Right. Jason Hunter was the perfect teenage bully!
It was the Friday morning at the start of summer term heralding the Inter Schools Running Finals on the following Saturday morning. Jason was certain to win the one-hundred-metres sprint. The place in the school trophy cabinet was already reserved for the cup he would bring back. This would be added to the three cups he had gained in previous terms, all engraved with his name. The quick glory of the one-hundred metres was more suited to Jason’s temperament than the two- or four-hundred-metres. Nobody dared to mention that it was because he lacked the stamina, or determination, to try for the longer events.
Jason sat on the main school entrance steps, surrounded by his followers. He watched everybody coming to school, amusing his group by singling out certain unfortunates as the target for his caustic comments. “Hi, Tommy, who cut your hair? Tell us who did it, and we’ll go along to his shop and beat him up for you.”
The crimson-faced victim of Jason’s acerbic wit hurried into school, followed by howls of laughter. Jason picked on a fat girl next, she made an easy mark.
“I love the colour of that skirt, Betty.”
She smiled gratefully. “Thank you.”
Jason remarked aloud to his cronies, “I used to have a tent that colour, wonder where it went. Don’t suppose she’d lend me it to go camping, do you?”

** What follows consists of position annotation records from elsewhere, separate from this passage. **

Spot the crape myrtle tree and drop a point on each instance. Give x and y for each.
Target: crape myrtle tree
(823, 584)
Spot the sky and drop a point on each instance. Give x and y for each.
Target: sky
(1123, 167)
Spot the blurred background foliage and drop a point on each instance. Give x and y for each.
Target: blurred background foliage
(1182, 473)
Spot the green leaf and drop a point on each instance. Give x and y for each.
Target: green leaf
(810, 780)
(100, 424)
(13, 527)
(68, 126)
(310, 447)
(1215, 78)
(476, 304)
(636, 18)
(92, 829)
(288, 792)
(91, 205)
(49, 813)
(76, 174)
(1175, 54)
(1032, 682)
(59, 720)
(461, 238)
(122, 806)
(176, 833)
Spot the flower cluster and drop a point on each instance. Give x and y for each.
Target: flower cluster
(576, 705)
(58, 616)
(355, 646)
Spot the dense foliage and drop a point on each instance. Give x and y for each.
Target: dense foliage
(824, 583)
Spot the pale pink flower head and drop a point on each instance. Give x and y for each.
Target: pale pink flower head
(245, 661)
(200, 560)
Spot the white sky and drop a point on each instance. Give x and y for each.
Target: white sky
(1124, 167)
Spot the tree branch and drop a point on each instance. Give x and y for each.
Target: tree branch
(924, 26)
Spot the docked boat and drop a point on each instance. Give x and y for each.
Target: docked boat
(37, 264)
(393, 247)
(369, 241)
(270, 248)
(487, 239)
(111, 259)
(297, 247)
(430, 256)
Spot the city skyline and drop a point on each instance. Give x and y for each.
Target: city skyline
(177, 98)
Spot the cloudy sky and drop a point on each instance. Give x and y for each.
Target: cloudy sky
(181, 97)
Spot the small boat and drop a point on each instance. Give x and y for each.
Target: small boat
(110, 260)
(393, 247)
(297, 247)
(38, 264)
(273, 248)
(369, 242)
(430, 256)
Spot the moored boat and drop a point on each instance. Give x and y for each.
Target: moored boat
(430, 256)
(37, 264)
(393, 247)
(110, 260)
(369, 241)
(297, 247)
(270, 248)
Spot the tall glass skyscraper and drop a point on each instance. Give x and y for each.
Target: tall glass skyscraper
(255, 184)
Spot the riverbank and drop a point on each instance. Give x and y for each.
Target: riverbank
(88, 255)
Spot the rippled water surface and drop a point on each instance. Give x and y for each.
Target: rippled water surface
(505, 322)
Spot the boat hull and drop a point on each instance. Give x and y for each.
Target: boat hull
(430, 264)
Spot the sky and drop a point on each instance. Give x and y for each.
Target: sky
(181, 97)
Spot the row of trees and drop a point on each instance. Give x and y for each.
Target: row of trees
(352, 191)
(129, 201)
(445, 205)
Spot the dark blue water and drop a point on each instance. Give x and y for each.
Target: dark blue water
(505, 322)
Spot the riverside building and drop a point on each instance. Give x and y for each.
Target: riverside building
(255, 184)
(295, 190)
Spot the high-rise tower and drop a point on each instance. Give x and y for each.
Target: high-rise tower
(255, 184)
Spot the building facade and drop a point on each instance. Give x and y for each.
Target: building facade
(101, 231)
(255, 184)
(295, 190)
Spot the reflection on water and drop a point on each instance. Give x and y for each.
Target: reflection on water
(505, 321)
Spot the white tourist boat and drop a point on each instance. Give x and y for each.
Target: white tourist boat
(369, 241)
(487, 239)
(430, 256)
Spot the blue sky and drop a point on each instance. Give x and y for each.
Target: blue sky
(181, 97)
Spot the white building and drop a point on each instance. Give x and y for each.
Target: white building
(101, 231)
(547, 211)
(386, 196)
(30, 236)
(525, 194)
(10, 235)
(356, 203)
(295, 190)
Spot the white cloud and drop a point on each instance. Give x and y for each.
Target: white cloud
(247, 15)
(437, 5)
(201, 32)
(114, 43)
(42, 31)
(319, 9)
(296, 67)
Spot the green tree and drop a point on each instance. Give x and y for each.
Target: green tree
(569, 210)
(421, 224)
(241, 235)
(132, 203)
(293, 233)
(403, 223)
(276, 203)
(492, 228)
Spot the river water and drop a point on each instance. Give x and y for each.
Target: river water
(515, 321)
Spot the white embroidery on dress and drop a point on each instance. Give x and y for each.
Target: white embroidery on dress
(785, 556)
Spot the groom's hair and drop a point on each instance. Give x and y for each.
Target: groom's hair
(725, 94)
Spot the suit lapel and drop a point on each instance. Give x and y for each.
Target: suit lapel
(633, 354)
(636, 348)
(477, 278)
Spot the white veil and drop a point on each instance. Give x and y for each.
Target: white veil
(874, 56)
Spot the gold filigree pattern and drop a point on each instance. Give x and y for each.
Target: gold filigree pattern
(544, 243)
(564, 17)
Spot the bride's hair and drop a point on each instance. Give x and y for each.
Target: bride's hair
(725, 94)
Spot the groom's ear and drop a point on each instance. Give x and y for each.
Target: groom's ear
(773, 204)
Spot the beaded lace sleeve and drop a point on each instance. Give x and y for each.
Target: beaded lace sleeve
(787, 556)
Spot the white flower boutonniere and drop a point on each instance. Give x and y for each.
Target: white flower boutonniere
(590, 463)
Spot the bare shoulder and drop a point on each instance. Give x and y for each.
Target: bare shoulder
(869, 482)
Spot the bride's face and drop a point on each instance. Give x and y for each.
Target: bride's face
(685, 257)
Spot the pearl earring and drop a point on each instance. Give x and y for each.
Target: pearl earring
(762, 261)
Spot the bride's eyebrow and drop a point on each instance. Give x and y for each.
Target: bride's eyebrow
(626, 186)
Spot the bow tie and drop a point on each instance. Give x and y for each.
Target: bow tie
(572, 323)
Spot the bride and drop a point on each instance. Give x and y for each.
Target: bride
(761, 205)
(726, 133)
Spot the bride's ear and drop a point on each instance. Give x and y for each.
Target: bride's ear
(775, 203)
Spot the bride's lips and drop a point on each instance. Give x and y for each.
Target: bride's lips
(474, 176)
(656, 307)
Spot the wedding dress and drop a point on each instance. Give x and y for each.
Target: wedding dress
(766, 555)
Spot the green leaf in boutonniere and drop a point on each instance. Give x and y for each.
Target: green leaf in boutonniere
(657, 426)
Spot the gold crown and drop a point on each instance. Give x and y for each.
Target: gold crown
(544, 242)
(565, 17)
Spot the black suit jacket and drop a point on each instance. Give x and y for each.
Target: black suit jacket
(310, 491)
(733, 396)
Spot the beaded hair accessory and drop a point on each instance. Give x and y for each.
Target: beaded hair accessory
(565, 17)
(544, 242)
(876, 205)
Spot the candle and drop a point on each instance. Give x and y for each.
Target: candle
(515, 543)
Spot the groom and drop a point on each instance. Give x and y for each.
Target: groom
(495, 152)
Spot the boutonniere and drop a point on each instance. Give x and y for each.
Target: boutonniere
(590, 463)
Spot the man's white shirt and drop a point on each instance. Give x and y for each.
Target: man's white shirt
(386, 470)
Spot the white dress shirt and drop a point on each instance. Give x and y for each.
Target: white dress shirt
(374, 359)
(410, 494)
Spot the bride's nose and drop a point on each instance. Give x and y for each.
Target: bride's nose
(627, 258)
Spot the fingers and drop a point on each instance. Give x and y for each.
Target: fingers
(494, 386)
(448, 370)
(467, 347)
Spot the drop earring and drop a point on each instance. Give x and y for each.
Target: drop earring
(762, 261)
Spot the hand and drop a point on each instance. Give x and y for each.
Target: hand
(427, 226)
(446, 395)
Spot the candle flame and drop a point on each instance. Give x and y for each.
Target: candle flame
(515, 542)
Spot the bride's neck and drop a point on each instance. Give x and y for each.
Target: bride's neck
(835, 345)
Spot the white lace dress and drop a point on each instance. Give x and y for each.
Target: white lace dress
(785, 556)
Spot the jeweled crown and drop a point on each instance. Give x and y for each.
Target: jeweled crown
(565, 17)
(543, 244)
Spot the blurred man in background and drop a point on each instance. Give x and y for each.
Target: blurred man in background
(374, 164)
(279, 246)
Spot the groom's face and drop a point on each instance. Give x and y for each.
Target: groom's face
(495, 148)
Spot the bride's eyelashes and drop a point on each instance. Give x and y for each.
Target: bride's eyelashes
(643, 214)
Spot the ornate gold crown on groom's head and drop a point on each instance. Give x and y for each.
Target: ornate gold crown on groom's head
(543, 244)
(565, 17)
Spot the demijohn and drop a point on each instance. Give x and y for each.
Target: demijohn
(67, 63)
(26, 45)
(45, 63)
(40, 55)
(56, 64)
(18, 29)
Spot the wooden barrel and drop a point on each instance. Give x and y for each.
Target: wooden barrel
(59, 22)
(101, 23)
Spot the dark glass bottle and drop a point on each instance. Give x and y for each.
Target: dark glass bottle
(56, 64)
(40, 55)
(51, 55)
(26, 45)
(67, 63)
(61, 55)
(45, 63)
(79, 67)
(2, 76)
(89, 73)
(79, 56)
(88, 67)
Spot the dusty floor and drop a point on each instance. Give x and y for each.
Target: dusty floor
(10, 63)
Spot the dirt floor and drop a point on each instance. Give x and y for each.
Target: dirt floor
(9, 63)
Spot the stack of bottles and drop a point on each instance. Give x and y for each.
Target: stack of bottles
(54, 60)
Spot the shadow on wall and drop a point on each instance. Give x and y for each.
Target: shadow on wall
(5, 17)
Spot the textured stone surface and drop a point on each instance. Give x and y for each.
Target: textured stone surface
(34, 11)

They followed one after another, each having to run the gauntlet of Jason’s remarks.
“Morning, Ella, I see you got your new braces. That’s funny, has anyone noticed the old railings round the bus stop are missing? Come on, Ella, give us a smile. No, on second thought, keep your mouth shut. The cops might be looking for those railings. Don’t cry, we won’t tell them.”
That was the day the new girl arrived. She stood out from all the rest as she approached the steps. She was very tall and had long dark hair, which hung down almost to her waist. Her face was pale, her eyes a bleak grey. She wore a simple black outfit of sweater and jeans. Moving with a catlike grace, she came closer, oblivious as to what was in store for her.
Mal Blake, one of Jason’s close confidantes, rubbed his hands gleefully. “Look what’s coming this way, must be a new girl!”
Running a comb through his hair, Jason rose casually. “Leave this to me, I like them new and dumb.”
As she reached the bottom step, he stood blocking her way. Jason smiled lazily at the girl, who was standing on the step below him. He uttered a single greeting. “Morning.”
Their eyes met. She replied dismissively, “So clever of you to have noticed.”